Ok, let me propose the following. Please let me know if this sounds right to you...
- There shall be 4 functions for reading: read() imread() mimread() (the M is for multiple) and volread().
- The function read(filename, format=None, expect=None, **kwargs) returns a reader object. Using the expect keyword the user can specify whether he expects an image, multiple images or a volume (or other?).
- The reader has a read_array(*indices) method and a read_meta(*indices) method to read the image data and meta info.
- The reader object has a __len__ method and can be used as an iterator, which will simply yield all images/volumes.
- The reader object may have additional methods. For instance, LSM may implement reader.stacks() to iterate over the z-stacks, or reader.timepoints() to iterate over the timepoint, or expose whatever API works for the specific format. Naturally, we should try and keep the API's of such "exotic" formats similar, but we can work out the details as they are introduced in imageio.
- imread() does someting like read(filename, format, expect=IMAGE).read_array(0)
- mimread() does something like [im for im in read(filename, format, expect=MULTI_IMAGE)]
- A similar story applies to save(), imsave(), mimsave(), and volsave().
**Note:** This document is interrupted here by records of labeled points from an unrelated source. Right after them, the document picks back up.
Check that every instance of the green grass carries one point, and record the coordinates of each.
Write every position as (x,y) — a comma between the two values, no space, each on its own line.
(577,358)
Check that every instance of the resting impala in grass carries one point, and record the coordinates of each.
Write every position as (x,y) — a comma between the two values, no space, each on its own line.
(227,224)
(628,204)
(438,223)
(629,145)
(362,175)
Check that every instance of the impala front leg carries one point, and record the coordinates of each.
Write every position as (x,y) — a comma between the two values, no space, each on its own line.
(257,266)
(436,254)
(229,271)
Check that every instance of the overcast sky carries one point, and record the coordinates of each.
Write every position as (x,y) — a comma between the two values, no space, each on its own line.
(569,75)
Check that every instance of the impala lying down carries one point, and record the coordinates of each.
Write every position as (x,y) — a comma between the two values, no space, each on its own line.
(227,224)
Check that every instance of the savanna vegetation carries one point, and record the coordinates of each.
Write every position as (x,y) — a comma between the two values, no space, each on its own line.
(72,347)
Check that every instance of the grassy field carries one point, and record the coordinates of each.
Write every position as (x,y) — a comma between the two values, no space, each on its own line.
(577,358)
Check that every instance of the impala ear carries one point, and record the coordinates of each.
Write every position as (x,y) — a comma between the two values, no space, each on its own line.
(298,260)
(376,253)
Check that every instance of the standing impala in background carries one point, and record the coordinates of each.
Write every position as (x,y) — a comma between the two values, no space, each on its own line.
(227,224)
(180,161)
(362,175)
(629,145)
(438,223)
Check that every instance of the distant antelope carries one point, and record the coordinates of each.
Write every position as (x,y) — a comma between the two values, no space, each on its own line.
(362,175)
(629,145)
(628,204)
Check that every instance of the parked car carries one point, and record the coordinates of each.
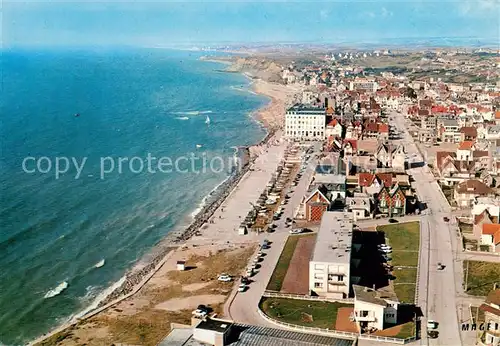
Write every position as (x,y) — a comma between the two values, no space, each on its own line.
(224,278)
(201,311)
(431,324)
(432,334)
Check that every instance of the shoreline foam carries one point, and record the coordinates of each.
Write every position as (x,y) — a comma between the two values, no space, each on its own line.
(137,276)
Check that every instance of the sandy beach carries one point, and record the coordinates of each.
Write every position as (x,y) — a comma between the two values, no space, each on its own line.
(143,296)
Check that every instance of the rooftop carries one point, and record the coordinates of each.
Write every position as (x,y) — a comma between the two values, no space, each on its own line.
(306,109)
(378,296)
(246,335)
(334,239)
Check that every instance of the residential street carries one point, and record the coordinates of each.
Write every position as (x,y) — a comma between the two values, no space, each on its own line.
(242,306)
(437,290)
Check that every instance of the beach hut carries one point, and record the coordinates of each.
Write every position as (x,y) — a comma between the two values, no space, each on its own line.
(242,230)
(181,265)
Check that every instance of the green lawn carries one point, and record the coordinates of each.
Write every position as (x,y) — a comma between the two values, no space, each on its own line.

So each plugin for imageio consists of a Reader and a Writer class, which will be instantiated and returned by read() and save(). The "expect" argument can be used by the read() function to check whether the selected/detected plugin supports what is expected. But in some cases can also be used by the plugin to yield the right data. For instance RGB tiff where the color planes are stored separately, or specifying VOLUME in DICOM will combine the multiple images to a volume for you.There should also be an easy way for the user to get access to the documentation of a plugin, to see which keyword arguments can be used, and in some cases what the reader/writer API looks like for a specific format.